Quant à la réforme de la fiscalité locale qui doit être dévoilée via un projet de loi dédié au premier semestre 2019, l’ADF se veut ferme : les départements participeront aux discussions,  mais « dans un esprit d’unité, pas pour que l’on prenne à l’autre », reprenant en miroir le propos du patron de l’AMF, François Baroin, lors de « l’appel de Marseille ». Soucieux de « conserver un pouvoir de taux », rappelle Jean-Luc Chenut, les départements ne font pas leur le transfert du foncier bâti au bloc communal pour compenser la perte par les communes de la taxe d'habitation. car dans un tel scénario, le levier fiscal départemental pourrait passer de 23 % à ... 2 % seulement, selon une récente analyse de S&P Rating.

Enfin, l’ADF a demandé que soient rediscutées « les modalités de la contractualisation financière » que la plupart des départements avaient refusée, point de départ de la brouille persistante avec l’exécutif. Pour Dominique Bussereau, il faut tenir compte « de l’inflation et des dépenses sociales » élevées et constantes des départements, mais aussi revoir la circulaire d’application, particulièrement stricte à ses yeux, écrite par la Direction générale des collectivités locales.

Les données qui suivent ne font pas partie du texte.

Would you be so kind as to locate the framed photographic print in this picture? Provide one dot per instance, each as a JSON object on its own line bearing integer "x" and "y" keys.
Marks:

Même si « il ne s’agit pas de faire monter les enchères » sur tous ces dossiers d’ici le Congrès de Rennes selon l'ex-ministre, Dominique Bussereau prévient : « si les négociations n’aboutissaient pas d’ici, nous ne lancerions pas d’invitation » au « pool » territoires du Gouvernement et au Premier ministre. Ce n’est donc pas un ultimatum mais cela y ressemble beaucoup…

La CNT va changer de format

Finies « les grands-messes », les conférences en forme de « colloque » tels que le déploraient les associations d’élus… Le Premier ministre et la ministre de la Cohésion des territoires auraient acté la fin de la Conférence nationale des territoires telle qu’on la connaissait jusqu’à maintenant. Place désormais à des réunions bilatérales, association par association d’élus tous les deux mois, avec le « trio » ministériel Gourault-Lecornu-Denormandie dédié aux territoires et collectivités. Et en parallèle une réunion avec le Premier ministre tous les trois mois, sous un format proche de ce qui était jusqu’à maintenant « l’instance de dialogue » intermédiaire de la CNT. Intermédiaire mais bien plus productive, jugeaient de concert les associations d’élus.